« Qui a tué mon père » (Seuil), Edouard Louis  La représentation de la violence

« méli melo -Un ouvrage qui nous parle comme dans Zola qui nous raconte sa vie . Une vie qui est le fruit d’un environnement hostile et dur ,sec et rigide ou les êtres sont prisonniers de l’incertain et de leur corps meurtris. Un auteur vrai et sensible qui démontre comment, le pouvoir politique peut écraser . P B CISSOKO

l’adresse bouleversante d’un fils à son père, soumis à la violence sociale.

Ce nouveau livre d’Édouard Louis est un véritable pamphlet politique, porté par une voix littéraire qui s’installe avec évidence.

« L’histoire de ton corps accuse l’histoire politique »

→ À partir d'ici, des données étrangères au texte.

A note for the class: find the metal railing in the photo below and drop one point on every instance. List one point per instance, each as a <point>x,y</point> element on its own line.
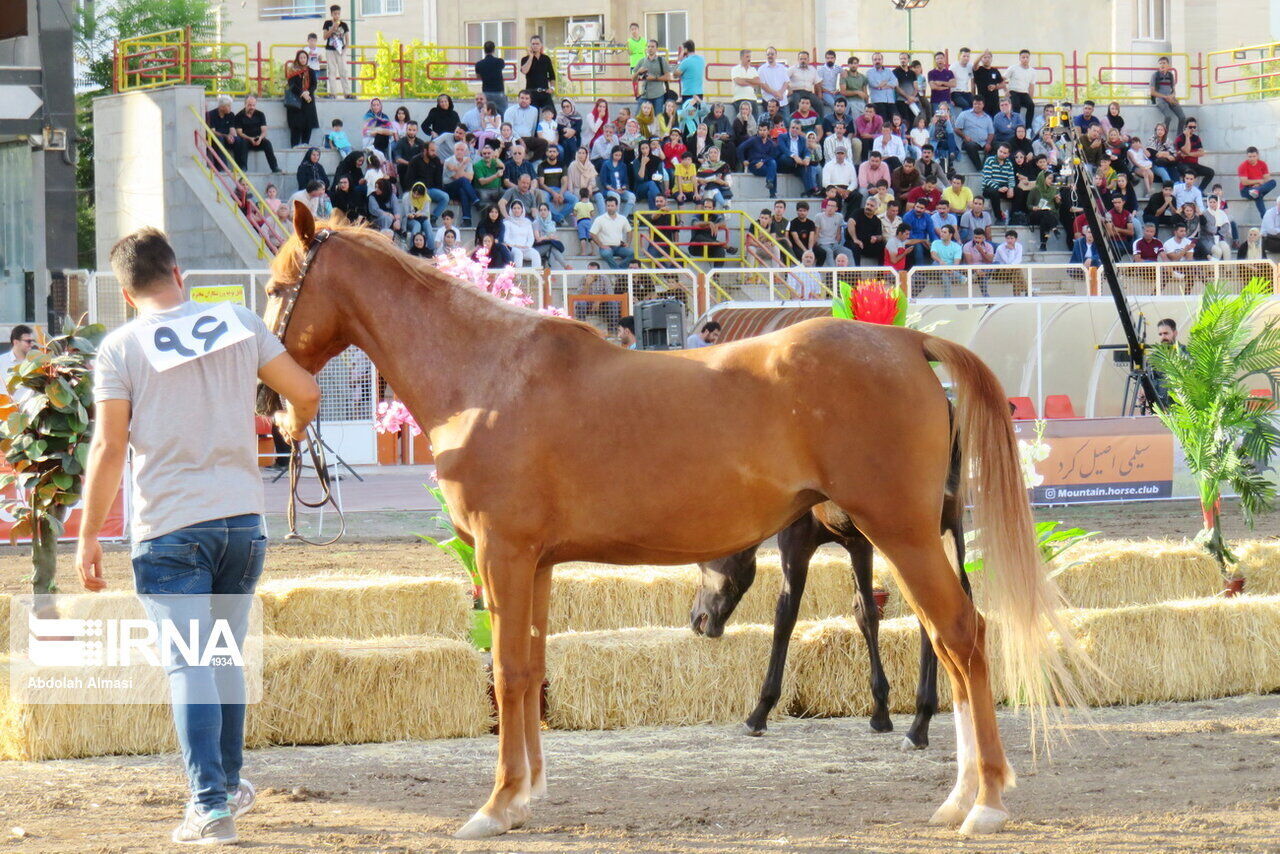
<point>1249,73</point>
<point>260,222</point>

Édouard Louis ne tourne pas autour du pot. Il donne les noms : « Jacques Chirac et Xavier Bertrand te détruisaient les intestins », « Nicolas Sarkozy te faisait comprendre que tu étais en trop dans le monde, un voleur, un surnuméraire, une bouche inutile », « Nicolas Sarkozy et Martin Hirsh te broyaient le dos », « Hollande, Valls et El Khomri t’ont asphyxié », « Emmanuel Macron t’enlève la nourriture de la bouche ».

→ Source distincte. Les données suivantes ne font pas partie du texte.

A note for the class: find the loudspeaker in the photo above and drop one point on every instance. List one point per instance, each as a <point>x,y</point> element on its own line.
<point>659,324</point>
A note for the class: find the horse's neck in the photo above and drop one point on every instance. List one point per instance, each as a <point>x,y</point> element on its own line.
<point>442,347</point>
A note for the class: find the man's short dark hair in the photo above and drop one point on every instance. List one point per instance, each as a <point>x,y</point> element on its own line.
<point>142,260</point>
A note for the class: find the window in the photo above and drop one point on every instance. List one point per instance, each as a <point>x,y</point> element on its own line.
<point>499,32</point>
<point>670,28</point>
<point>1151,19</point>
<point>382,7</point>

Édouard Louis donne les noms de ceux qui « prononcent des phrases criminelles parce qu’ils ne savent pas ». Car qui sait l’effet d’une augmentation de 100 euros de la prime de rentrée ? « Tu étais fou de joie, tu avais crié dans le salon : « on part à la mer » et on était partis à six dans notre voiture de cinq places (…) Toute la journée avait été une fête ».

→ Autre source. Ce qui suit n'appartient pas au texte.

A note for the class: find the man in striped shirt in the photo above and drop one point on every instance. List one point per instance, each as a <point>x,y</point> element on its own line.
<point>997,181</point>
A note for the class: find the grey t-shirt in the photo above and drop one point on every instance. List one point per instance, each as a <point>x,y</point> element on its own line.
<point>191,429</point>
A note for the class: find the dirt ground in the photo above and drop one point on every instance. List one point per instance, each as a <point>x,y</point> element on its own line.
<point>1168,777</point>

« Je n’ai jamais vu de famille aller voir la mer pour fêter une décision politique, parce que pour eux la politique ne change presque rien », dit Édouard Louis. Pour son père, elle change tout : « L’histoire de ton corps accuse l’histoire politique ».

La vengeance de la honte

par Pierre Benetti

Depuis En finir avec Eddy Bellegueule, son premier livre paru en 2014, Édouard Louis explore la violence du monde où il a passé son enfance, la Picardie pauvre du début du XXIe siècle. Dans le sillage d’Annie Ernaux, il a également inscrit dans la littérature française, en particulier avec Histoire de la violence (2016), la figure du transfuge de classe contemporain, sa honte, ses rêves de vengeance. Son troisième livre poursuit la même démarche d’écriture, mais cette fois au moyen d’une adresse directe à son père, ouvrier devenu handicapé à l’usine et directement touché par les politiques antisociales. Ce portrait troué restitue avec une colère implacable la part de silence, de contradiction, d’absence d’un homme à « l’existence négative ». Qui a tué mon père convainc moins lorsqu’il devient un objet de discours, aussi juste soit-il, sur l’exploitation, la domination, l’exclusion du pouvoir.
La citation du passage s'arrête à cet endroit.